Here is some of the legal news making the headlines this week:

A federal grand jury indicted New York Representative George Santos on ten new charges. 

  • In May, a grand jury indicted Santos on 13 counts, including seven counts of wire fraud, three counts of money laundering, one count of theft of public funds, and two counts of making false statements. The grand jury accused Santos of misusing campaign funds, fraudulently collecting COVID-19 unemployment benefits, and lying about his personal finances on House of Representatives financial disclosure forms.
  • On Tuesday, Santos was charged with ten additional counts, including one count of conspiracy to commit offenses against the United States, two counts of wire fraud, two counts of identity theft, two counts of making false statements, two counts of falsifying records, and one count of access device fraud. Santos stands accused of, among other things, charging campaign contributors’ credit cards without authorization and filing falsified campaign fundraising reports with the Federal Election Commission. The new charges were announced after Santos’s former campaign treasurer, Nancy Marks, pled guilty to conspiring with Santos to commit fraud.
  • On Wednesday, a group of New York House Republicans, led by Rep. Anthony D’Esposito, announced that they will seek to expel Santos from the House. Santos has remained defiant, telling reporters that he will “continue to fight” the charges and “prove [his] innocence.”

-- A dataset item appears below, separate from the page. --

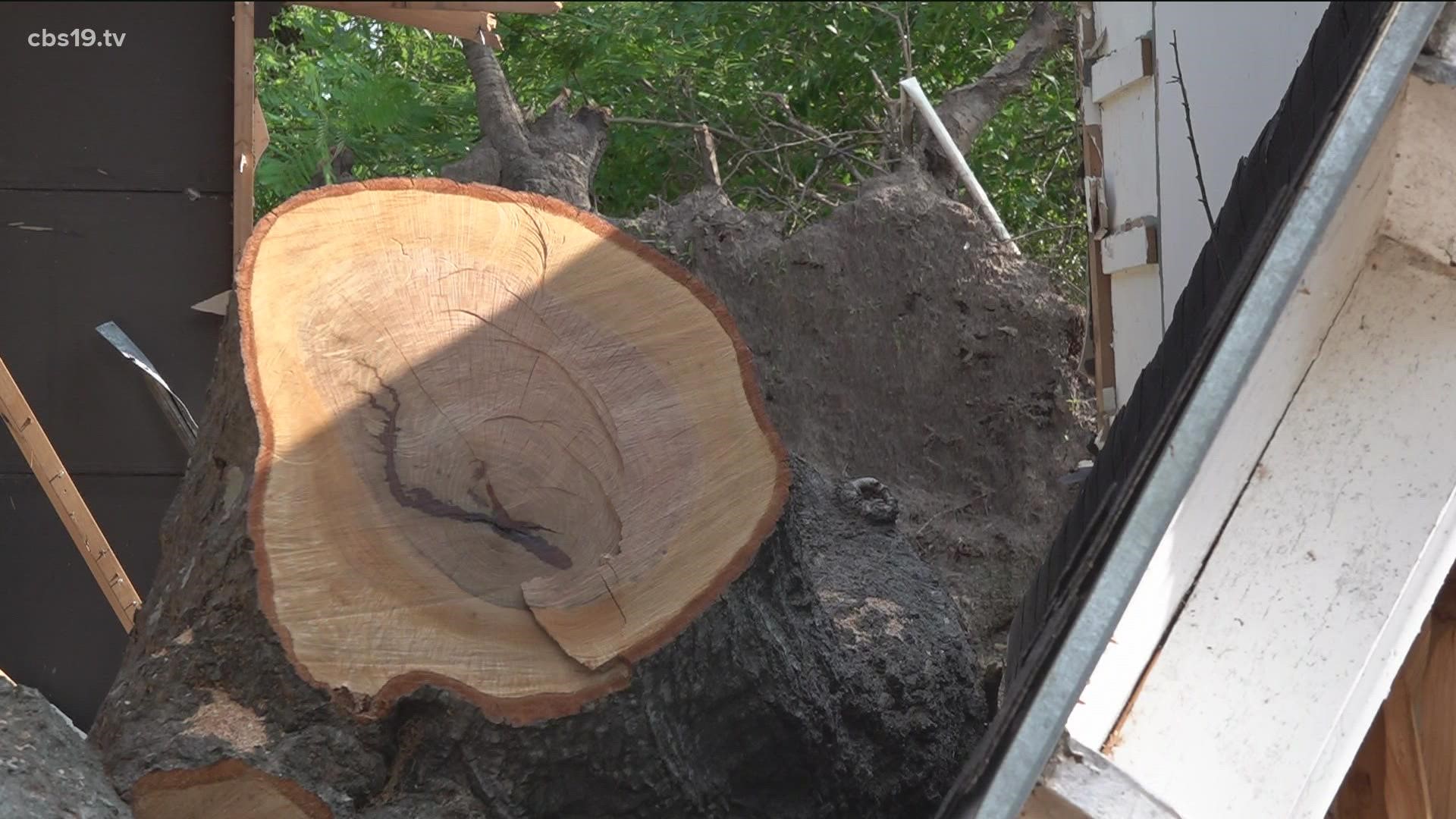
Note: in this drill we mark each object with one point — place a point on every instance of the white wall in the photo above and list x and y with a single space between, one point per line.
1238 58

Special counsel Robert Hur interviewed President Joe Biden as part of the investigation into Biden’s handling of classified documents.

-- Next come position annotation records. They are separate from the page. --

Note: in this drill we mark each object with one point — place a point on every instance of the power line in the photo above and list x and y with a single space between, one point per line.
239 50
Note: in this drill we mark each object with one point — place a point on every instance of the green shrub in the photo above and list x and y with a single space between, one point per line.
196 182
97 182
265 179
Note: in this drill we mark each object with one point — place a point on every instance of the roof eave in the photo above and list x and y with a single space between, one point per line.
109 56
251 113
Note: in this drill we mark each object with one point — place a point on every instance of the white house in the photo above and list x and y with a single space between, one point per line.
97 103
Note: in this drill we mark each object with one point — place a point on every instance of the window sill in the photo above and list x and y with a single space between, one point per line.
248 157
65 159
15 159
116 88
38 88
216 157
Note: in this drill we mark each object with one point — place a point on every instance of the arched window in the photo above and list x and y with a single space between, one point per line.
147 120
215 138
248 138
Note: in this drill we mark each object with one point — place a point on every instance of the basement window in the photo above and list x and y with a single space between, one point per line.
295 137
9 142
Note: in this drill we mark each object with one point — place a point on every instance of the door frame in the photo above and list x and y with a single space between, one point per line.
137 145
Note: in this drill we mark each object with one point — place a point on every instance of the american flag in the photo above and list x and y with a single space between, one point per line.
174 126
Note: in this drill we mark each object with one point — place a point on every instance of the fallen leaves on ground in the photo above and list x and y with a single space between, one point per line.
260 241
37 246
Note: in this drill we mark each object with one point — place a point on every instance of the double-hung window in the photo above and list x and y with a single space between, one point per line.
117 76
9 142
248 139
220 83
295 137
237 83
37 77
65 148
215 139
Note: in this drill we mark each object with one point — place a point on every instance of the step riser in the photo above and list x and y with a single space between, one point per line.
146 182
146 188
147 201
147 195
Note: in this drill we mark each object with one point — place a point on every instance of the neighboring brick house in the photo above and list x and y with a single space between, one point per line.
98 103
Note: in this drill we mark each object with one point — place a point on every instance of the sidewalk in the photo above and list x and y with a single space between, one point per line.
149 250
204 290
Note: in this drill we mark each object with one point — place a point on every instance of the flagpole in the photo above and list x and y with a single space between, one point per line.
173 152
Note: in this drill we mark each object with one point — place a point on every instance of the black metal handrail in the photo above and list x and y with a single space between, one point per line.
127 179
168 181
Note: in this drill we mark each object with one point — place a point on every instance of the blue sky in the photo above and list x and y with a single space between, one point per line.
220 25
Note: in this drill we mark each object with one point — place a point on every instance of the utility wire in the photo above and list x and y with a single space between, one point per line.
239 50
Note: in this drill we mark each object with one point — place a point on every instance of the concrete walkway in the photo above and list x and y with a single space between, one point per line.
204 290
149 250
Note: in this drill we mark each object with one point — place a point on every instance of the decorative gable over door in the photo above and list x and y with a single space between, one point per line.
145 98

  • In January, documents with classified markings were found at Biden’s home in Wilmington, Delaware, and in his former office at the Penn Biden Center for Diplomacy and Global Engagement in Washington, D.C. Days later, Attorney General Merrick Garland appointed former U.S. Attorney Robert Hur as special counsel to lead the probe. 

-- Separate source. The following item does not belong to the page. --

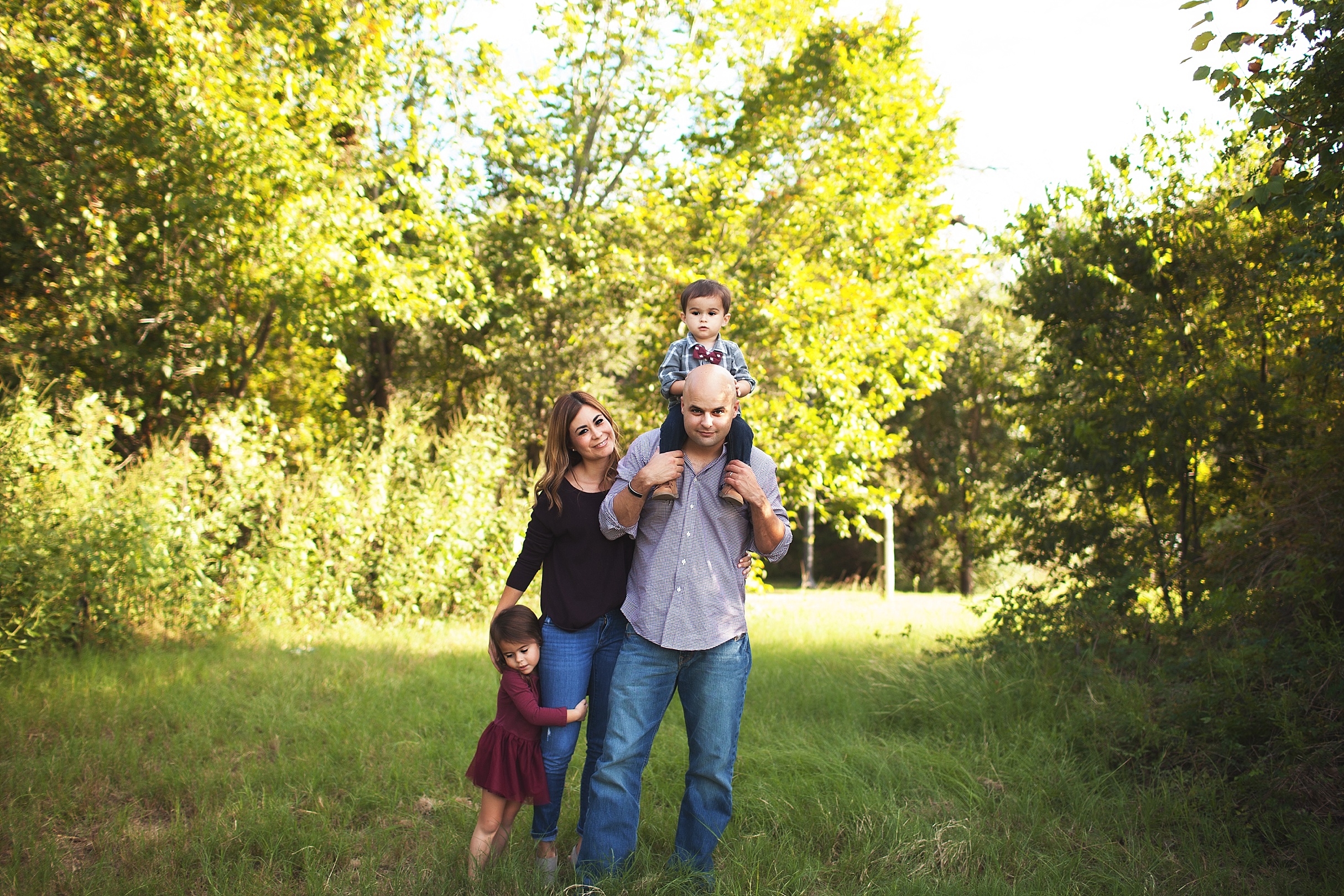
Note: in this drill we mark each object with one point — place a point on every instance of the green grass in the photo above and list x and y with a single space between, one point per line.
242 766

  • Since then, Hur has conducted the investigation largely out of the public eye. However, reporting has indicated that Hur met with every Biden aide who might have been involved in handling official documents.
  • As Preet Bharara and Joyce Vance discussed on this week’s episode of CAFE Insider, this week’s Biden interview could signal that Hur is nearing the end of his investigation. Vance said that Hur appears “ready to write his report and make his recommendations. It feels like it’s the last thing that you would do – sitting down and talking to Joe Biden.”